発言は終了したもののカイから離れる様子のないノエルに、カイは「……ふむ」と顎に手を当てて、考え込むそぶりを見せる。
やがて、カイはノエルの頭を慰めるように撫でながら提案した。
「父に相談してみれば、どうにかなるかもしれません」
「父さん?」
顔を上げ、大きな瞳を丸く瞬かせるノエル。「ええ」と頷き、カイはノエルと視線を合わせながら言葉を繋ぐ。

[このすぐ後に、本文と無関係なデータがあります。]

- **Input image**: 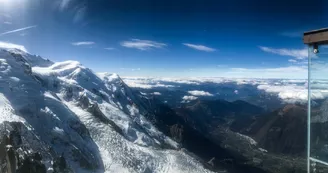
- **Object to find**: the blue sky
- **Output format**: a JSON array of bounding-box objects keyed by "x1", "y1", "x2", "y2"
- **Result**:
[{"x1": 0, "y1": 0, "x2": 328, "y2": 78}]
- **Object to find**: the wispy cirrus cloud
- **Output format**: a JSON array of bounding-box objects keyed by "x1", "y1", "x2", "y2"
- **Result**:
[
  {"x1": 120, "y1": 39, "x2": 167, "y2": 50},
  {"x1": 71, "y1": 41, "x2": 96, "y2": 46},
  {"x1": 182, "y1": 43, "x2": 216, "y2": 52},
  {"x1": 280, "y1": 31, "x2": 303, "y2": 38},
  {"x1": 223, "y1": 64, "x2": 308, "y2": 79},
  {"x1": 0, "y1": 25, "x2": 37, "y2": 36},
  {"x1": 259, "y1": 46, "x2": 308, "y2": 59},
  {"x1": 188, "y1": 90, "x2": 213, "y2": 96},
  {"x1": 59, "y1": 0, "x2": 72, "y2": 11},
  {"x1": 0, "y1": 41, "x2": 27, "y2": 52},
  {"x1": 288, "y1": 59, "x2": 297, "y2": 63},
  {"x1": 104, "y1": 47, "x2": 115, "y2": 50}
]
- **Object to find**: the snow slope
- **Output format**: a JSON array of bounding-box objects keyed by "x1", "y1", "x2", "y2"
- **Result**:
[{"x1": 0, "y1": 49, "x2": 213, "y2": 173}]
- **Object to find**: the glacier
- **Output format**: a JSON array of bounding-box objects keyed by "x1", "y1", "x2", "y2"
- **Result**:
[{"x1": 0, "y1": 49, "x2": 215, "y2": 173}]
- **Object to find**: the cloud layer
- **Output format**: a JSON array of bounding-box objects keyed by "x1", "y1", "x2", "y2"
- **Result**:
[
  {"x1": 120, "y1": 39, "x2": 166, "y2": 50},
  {"x1": 182, "y1": 96, "x2": 197, "y2": 101},
  {"x1": 0, "y1": 41, "x2": 27, "y2": 52},
  {"x1": 188, "y1": 90, "x2": 213, "y2": 96},
  {"x1": 259, "y1": 46, "x2": 308, "y2": 59},
  {"x1": 182, "y1": 43, "x2": 216, "y2": 52},
  {"x1": 0, "y1": 25, "x2": 37, "y2": 36},
  {"x1": 72, "y1": 41, "x2": 96, "y2": 46}
]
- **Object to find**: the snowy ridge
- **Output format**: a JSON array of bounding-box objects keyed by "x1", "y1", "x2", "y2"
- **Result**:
[{"x1": 0, "y1": 50, "x2": 213, "y2": 172}]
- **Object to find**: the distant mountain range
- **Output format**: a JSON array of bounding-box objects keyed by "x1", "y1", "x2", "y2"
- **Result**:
[{"x1": 0, "y1": 49, "x2": 328, "y2": 173}]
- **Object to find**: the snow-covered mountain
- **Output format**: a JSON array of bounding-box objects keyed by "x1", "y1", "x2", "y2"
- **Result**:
[{"x1": 0, "y1": 49, "x2": 214, "y2": 173}]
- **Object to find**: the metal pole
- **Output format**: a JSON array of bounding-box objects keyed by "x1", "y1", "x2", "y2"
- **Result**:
[{"x1": 307, "y1": 47, "x2": 312, "y2": 173}]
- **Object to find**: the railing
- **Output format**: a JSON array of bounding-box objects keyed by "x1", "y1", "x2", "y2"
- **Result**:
[{"x1": 303, "y1": 29, "x2": 328, "y2": 173}]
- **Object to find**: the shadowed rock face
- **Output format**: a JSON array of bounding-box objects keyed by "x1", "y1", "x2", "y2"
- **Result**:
[
  {"x1": 0, "y1": 122, "x2": 72, "y2": 173},
  {"x1": 140, "y1": 96, "x2": 325, "y2": 173},
  {"x1": 231, "y1": 105, "x2": 307, "y2": 156}
]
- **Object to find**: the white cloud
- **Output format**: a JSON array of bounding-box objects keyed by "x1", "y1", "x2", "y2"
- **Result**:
[
  {"x1": 131, "y1": 68, "x2": 141, "y2": 71},
  {"x1": 123, "y1": 78, "x2": 176, "y2": 89},
  {"x1": 182, "y1": 43, "x2": 216, "y2": 52},
  {"x1": 259, "y1": 46, "x2": 308, "y2": 59},
  {"x1": 226, "y1": 65, "x2": 308, "y2": 79},
  {"x1": 188, "y1": 90, "x2": 213, "y2": 96},
  {"x1": 0, "y1": 25, "x2": 37, "y2": 36},
  {"x1": 280, "y1": 31, "x2": 303, "y2": 38},
  {"x1": 153, "y1": 92, "x2": 162, "y2": 96},
  {"x1": 182, "y1": 96, "x2": 197, "y2": 101},
  {"x1": 59, "y1": 0, "x2": 72, "y2": 11},
  {"x1": 120, "y1": 39, "x2": 166, "y2": 50},
  {"x1": 0, "y1": 41, "x2": 27, "y2": 52},
  {"x1": 72, "y1": 41, "x2": 96, "y2": 46},
  {"x1": 288, "y1": 59, "x2": 297, "y2": 63},
  {"x1": 104, "y1": 47, "x2": 115, "y2": 50}
]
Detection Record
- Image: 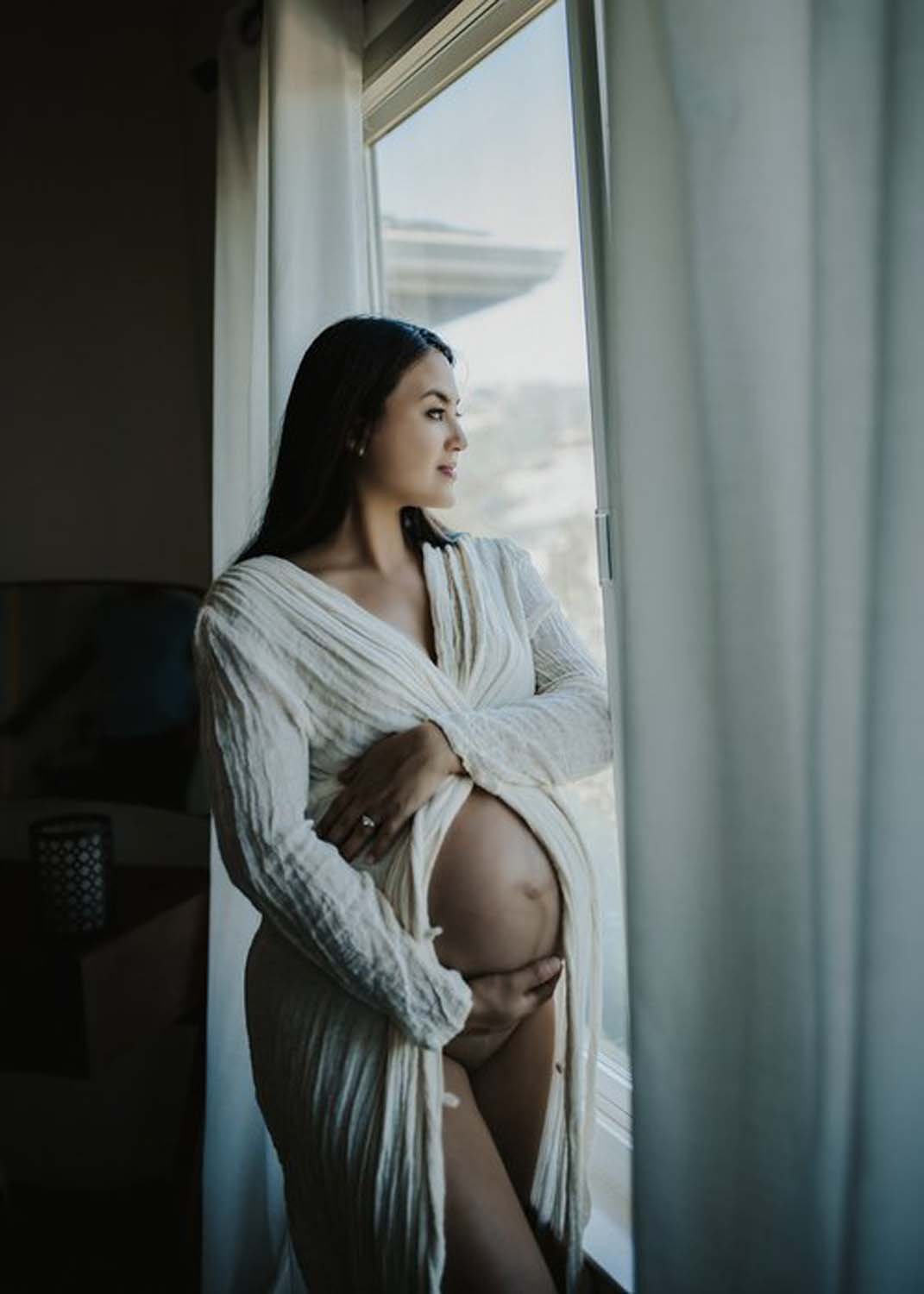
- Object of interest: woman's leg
[470,998,566,1289]
[442,1055,556,1294]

「私は勘当されている身ですので、コンタクトをとるのは難しいでしょうが……あなたのように高いスペックの人形を作ることが出来る父ならば、人のように年をとる機能を付与したパッチも作れるかもしれません」
アスナロには、高い技術力を持つ科学者も大勢いますしね。
そう言って「父を探すなら、お手伝いはしますよ」とカイは再度ノエルの頭を撫でる。
カイの父でありノエルの生みの親である佐藤我執は、デスゲームが終わった日から行方知れずとなっているが、アスナロ自体はまだ壊滅していない。ノエルの望みを叶えるのに、希望は充分残っていると言える。
「…………」
予想外の展開に驚いた顔をするノエルに、もともと愛想の薄いカイの口元が、ほんのわずかに緩んだ。「……家族、ですからね。一人で置いていかれるというのも寂しいでしょう」
「家族……」
カイの言葉を噛み締めるように繰り返し、ノエルは一旦離れていたカイの体にもう一度力強く飛び込んだ。その顔には満面の笑みが浮かび、彼はとても小さな声で「……ありがと、」と囁いた。

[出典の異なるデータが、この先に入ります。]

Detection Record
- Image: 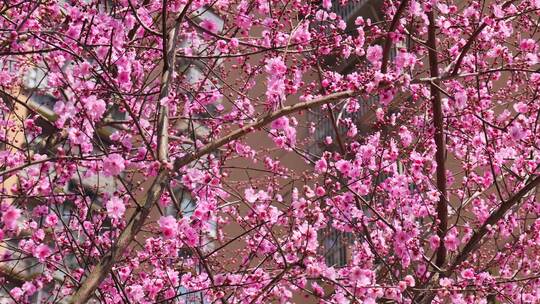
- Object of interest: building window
[319,225,349,267]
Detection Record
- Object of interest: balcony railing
[332,0,381,24]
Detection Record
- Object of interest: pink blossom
[264,56,287,76]
[349,266,371,286]
[461,268,474,280]
[508,124,527,141]
[103,154,125,176]
[444,228,460,251]
[336,160,352,175]
[429,234,441,249]
[315,158,328,173]
[519,39,536,52]
[32,244,51,262]
[83,95,106,121]
[366,45,383,66]
[105,196,126,219]
[158,215,178,238]
[2,206,21,230]
[201,19,219,34]
[323,0,332,10]
[244,188,259,203]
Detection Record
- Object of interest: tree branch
[427,11,448,268]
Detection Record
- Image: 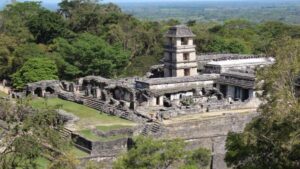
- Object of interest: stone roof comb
[165,25,195,38]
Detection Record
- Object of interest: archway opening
[34,87,43,97]
[46,87,55,94]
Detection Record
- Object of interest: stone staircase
[59,128,72,140]
[81,96,148,122]
[141,122,165,137]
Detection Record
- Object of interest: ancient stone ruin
[14,25,276,169]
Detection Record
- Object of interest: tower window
[169,52,173,62]
[184,69,190,76]
[181,38,189,45]
[183,53,190,60]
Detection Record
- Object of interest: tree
[12,57,58,89]
[0,2,42,43]
[52,33,129,77]
[114,137,210,169]
[27,9,67,43]
[225,38,300,169]
[0,100,76,169]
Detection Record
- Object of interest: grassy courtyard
[30,98,135,131]
[0,91,8,97]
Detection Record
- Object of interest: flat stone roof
[197,53,266,61]
[207,57,275,66]
[136,74,220,85]
[221,71,255,80]
[165,25,195,38]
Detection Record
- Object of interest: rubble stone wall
[163,112,258,169]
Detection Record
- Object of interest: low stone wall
[162,112,258,169]
[92,128,133,137]
[91,138,132,157]
[71,133,133,157]
[0,85,11,94]
[158,99,260,120]
[71,133,93,154]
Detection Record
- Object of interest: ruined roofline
[206,57,275,67]
[221,71,255,80]
[197,53,270,61]
[136,74,220,85]
[25,80,60,87]
[164,25,196,38]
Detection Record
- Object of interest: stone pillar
[42,89,46,97]
[159,96,164,106]
[96,87,101,98]
[226,85,234,99]
[150,97,156,106]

「でもまー、若い方がなにかと便利だし、オレ見た目けっこう可愛いし? あんま急がなくてもいいぜ」
照れ隠しか、つっけんどんな物言いになって笑うノエルに、カイも目尻を和らげて笑い返す。
「そうですね、時間はあることですし」
ちょうどそのとき、風呂が沸いたことを知らせるタイマーが鳴って、カイは視線を風呂場に向けた。「お風呂が沸いたみたいです。ノエル、先に入ってください」
「ちぇっ、せっかく結んでやったのに」
カイのお団子が風呂場で解かれるのを想像してか、頬を膨らませて言うノエルに、カイは「また明日お願いします」と言いながらノエルの背を軽く押して風呂場へ誘導する。
「んー……じゃあ、明日はこのヘアピンも付けてやって、髪は二つ結びにしてやろうかなー」
なにやら不穏な言葉が聞こえた気がしたが、ノエルはぶつぶつ呟いていたかと思うと上機嫌になって風呂場の方へ走っていった。
「ノエル、廊下を走っては……ああ、聞こえていませんね」
嘆息し、カイは賑やかな弟の背を見送ってふと笑みをこぼす。
家族を失い、任務の中で新しい家族を得た自分に、またしても家族が増えたこと。それは、素直に受け入れるにはあまりにも恐ろしい幸せで――けれど受け止めてしまえば、なによりも優しく温かく、カイの心を満たしてくれた。
ノエルの次に風呂へ入る準備をしながら、カイはうなじで纏められた髪に手を添える。
丸くお団子に整えられた黒髪を愛おしげに撫でて、人知れず……カイ自身も気づかないまま、カイはにっこりと微笑んでいるのだった。